The new framework enables Integrated Care Systems (ICSs) – including NHS organisations and Local Authorities – to procure remote patient monitoring solutions that can reduce the burden on the health and care system.

The framework is designed to help the NHS and social care sector to free up beds, reduce the backlog of appointments, speed up patient discharge, and reduce the burden on the stretched social care sector.  

Designed with contributions from NHS England (NHSE) Transformation Directorate, local authorities, national technology-enabled care (TEC) policy makers like TEC Cymru, as well as industry bodies including the TSA (TEC Services Association), the unveiling of NHS SBS’s revised £150 million framework comes at a time that sees longer hospital waiting times, hospitals being fuller than pre-pandemic and a discharge crisis. 

The health service is contending with an environment in which 19 out of 20 hospital beds taken and 14,000 are occupied by someone clinically ready to leave but unable to be discharged to the appropriate care setting.

NHSE has, in its delivery plan for recovering urgent and emergency care services, stated “its ambition to improve to 76% of patients being admitted, transferred or discharged within four hours by March 2024”. 

The plan also sees virtual wards (hospital-level care at home) playing an important part in expanding capacity by joining-up health and care outside of the hospital. Virtual wards combine technology and remote monitoring and advice to allow hospital-level care, including diagnostics and treatment.

They can also replace the need for admission and facilitate people being able to leave hospital sooner, safely. 

Using NHS SBS’s ready-to-use framework agreement, GP Practices, hospitals, health centres, emergency services through to housing and local authorities and ICSs can gain rapid access to the very latest advancement and market-leading technology in remote patient care whilst being assured the solutions meet national clinical safety standards. 

The framework enables them to quickly procure remote clinical monitoring, intelligent activity monitoring, patient-controlled personalised healthcare records and virtual ward solutions, which can support health and care professionals to deliver effective and efficient clinical care for patients. 

Adam Nickerson, head of category – digital & IT procurement frameworks at NHS SBS, said: “The coronavirus pandemic added to waiting lists and the knock-on effects of a lack of beds in the NHS and social care sector.

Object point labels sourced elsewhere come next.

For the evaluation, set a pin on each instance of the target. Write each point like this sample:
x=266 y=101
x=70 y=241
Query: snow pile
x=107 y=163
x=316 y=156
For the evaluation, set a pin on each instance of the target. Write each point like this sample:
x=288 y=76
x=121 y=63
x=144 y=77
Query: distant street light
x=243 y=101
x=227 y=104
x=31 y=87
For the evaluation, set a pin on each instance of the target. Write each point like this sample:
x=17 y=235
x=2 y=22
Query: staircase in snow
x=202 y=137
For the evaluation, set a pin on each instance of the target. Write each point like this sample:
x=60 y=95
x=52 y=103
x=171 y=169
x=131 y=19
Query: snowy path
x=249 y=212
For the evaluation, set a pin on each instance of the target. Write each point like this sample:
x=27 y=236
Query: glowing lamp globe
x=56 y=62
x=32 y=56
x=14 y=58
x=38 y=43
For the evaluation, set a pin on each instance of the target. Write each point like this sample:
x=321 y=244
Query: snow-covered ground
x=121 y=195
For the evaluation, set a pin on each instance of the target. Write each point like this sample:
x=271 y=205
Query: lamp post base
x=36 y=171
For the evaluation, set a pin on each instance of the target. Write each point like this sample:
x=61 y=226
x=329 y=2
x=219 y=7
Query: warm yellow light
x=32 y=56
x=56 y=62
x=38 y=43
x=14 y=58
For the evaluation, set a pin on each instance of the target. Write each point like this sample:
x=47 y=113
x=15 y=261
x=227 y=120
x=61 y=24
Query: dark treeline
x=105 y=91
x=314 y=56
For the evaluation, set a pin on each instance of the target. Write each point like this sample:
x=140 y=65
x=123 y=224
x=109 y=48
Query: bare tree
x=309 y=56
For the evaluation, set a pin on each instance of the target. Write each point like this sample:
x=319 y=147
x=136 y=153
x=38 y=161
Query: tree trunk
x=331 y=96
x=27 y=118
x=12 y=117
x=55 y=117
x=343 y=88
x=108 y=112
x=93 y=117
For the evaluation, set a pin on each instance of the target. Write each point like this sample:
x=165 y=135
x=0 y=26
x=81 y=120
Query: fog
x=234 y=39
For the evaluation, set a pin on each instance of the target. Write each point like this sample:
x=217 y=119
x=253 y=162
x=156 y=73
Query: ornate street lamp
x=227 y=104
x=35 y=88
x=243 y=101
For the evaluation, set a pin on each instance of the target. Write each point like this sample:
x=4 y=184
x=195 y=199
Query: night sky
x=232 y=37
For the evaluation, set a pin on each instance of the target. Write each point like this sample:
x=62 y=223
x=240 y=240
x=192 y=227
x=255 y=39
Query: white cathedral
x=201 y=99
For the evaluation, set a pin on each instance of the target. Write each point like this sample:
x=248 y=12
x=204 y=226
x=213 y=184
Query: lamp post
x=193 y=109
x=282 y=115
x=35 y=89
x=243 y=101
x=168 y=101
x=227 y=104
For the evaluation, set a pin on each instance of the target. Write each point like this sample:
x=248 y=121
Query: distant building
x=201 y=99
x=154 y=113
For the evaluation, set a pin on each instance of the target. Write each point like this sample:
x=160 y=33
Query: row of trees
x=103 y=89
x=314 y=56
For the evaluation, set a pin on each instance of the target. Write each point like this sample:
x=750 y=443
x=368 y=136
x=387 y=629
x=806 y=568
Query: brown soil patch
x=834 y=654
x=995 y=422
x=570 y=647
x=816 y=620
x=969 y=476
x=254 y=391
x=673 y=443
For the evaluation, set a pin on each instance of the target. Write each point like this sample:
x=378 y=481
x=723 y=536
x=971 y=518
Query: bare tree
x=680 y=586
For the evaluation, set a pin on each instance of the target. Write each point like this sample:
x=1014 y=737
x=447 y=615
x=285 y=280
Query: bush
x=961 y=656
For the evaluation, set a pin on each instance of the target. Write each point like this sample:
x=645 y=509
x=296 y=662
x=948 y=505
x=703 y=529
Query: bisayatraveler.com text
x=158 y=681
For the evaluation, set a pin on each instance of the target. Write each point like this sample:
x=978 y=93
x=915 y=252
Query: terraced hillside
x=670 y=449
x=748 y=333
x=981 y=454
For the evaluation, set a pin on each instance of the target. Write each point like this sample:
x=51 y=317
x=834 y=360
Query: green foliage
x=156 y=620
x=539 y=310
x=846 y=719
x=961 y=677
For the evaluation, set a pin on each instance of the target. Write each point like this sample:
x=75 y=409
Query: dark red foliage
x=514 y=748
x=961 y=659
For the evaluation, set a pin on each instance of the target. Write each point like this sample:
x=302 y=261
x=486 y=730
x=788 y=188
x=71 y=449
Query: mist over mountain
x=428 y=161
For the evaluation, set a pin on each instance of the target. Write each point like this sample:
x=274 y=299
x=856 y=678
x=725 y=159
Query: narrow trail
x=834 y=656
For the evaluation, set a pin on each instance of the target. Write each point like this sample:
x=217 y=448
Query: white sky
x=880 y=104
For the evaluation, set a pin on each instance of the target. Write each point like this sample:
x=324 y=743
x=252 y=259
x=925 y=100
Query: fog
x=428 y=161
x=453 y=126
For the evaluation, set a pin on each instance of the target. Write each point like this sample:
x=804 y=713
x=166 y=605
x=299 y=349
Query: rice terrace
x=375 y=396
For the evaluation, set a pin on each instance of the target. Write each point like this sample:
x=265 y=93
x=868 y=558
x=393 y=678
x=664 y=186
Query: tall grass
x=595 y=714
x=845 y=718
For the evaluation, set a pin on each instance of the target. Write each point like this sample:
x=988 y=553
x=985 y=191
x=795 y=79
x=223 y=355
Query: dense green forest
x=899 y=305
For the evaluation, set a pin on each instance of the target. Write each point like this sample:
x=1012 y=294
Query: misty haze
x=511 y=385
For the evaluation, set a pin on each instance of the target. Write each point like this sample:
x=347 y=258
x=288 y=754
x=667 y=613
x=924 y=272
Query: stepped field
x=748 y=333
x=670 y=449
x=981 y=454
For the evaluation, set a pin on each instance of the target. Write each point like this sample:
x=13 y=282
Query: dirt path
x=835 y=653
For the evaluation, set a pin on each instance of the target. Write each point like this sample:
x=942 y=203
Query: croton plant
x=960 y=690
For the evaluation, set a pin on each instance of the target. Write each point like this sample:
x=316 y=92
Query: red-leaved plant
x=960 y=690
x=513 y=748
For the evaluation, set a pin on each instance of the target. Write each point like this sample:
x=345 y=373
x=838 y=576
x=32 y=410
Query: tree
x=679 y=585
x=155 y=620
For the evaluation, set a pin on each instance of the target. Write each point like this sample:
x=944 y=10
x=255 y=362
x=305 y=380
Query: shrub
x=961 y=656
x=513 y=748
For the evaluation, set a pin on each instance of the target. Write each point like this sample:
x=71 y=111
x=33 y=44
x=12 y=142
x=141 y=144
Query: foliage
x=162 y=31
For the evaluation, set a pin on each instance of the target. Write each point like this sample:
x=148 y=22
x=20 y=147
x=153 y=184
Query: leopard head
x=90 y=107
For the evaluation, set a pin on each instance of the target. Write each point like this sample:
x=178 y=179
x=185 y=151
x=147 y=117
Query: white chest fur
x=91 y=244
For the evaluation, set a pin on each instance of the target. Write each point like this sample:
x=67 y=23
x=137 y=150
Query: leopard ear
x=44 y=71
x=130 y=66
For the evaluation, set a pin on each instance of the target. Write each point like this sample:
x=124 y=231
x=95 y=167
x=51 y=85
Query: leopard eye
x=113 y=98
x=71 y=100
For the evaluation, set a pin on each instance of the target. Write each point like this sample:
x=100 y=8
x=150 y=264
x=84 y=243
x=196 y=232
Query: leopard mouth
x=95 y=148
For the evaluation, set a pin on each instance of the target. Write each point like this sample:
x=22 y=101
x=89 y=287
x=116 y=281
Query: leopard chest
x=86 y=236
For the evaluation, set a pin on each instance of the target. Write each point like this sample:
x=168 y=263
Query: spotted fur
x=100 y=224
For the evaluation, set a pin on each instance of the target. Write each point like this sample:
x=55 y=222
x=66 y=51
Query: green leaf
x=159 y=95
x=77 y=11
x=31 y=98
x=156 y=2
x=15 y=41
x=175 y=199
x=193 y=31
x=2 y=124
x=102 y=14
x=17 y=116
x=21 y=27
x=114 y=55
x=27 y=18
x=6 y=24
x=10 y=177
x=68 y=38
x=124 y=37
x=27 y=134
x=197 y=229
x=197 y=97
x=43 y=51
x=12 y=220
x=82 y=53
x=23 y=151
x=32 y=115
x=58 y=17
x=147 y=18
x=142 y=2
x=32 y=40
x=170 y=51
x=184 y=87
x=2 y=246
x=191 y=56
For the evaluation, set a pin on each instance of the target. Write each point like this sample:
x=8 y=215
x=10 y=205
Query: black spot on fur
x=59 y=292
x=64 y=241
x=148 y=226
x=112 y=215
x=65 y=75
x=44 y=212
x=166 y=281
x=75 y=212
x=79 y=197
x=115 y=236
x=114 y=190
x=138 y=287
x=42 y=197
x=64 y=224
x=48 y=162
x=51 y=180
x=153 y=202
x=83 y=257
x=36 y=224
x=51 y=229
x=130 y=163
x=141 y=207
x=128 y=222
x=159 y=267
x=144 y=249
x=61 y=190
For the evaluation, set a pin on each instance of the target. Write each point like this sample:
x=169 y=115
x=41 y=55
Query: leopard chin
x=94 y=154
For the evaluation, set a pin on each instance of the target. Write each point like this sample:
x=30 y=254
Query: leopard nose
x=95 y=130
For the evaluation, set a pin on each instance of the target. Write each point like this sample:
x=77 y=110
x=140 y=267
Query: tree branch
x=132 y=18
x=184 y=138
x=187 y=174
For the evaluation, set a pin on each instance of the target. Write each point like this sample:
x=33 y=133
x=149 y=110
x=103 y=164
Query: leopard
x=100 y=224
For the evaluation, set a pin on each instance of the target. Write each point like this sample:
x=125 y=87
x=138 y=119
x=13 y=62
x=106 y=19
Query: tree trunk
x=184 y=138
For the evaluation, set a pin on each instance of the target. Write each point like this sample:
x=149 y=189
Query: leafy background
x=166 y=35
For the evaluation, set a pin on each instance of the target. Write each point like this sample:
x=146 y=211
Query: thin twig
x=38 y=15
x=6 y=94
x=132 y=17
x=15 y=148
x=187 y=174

NHSE is looking to deploy virtual ward beds to scale up capacity from 7,000 to 10,000 this autumn, ready for next winter. 

“As part of this ambition, ICSs are expected to deliver virtual ward capacity equivalent to 40-50 virtual ward beds per 100,000 people by December 2023, with virtual ward services developed across ICSs and provider collaboratives, rather than individual institutions.  

“The framework agreement enables ICSs and provider collaboratives – from housing authorities to local authorities, to strategically source and quickly buy a mixture of goods be it a single, bundled or a fully managed service, which work across a region.

“It means they can better plan and deliver joined up services and improve the health of the population across their regional wing of care.”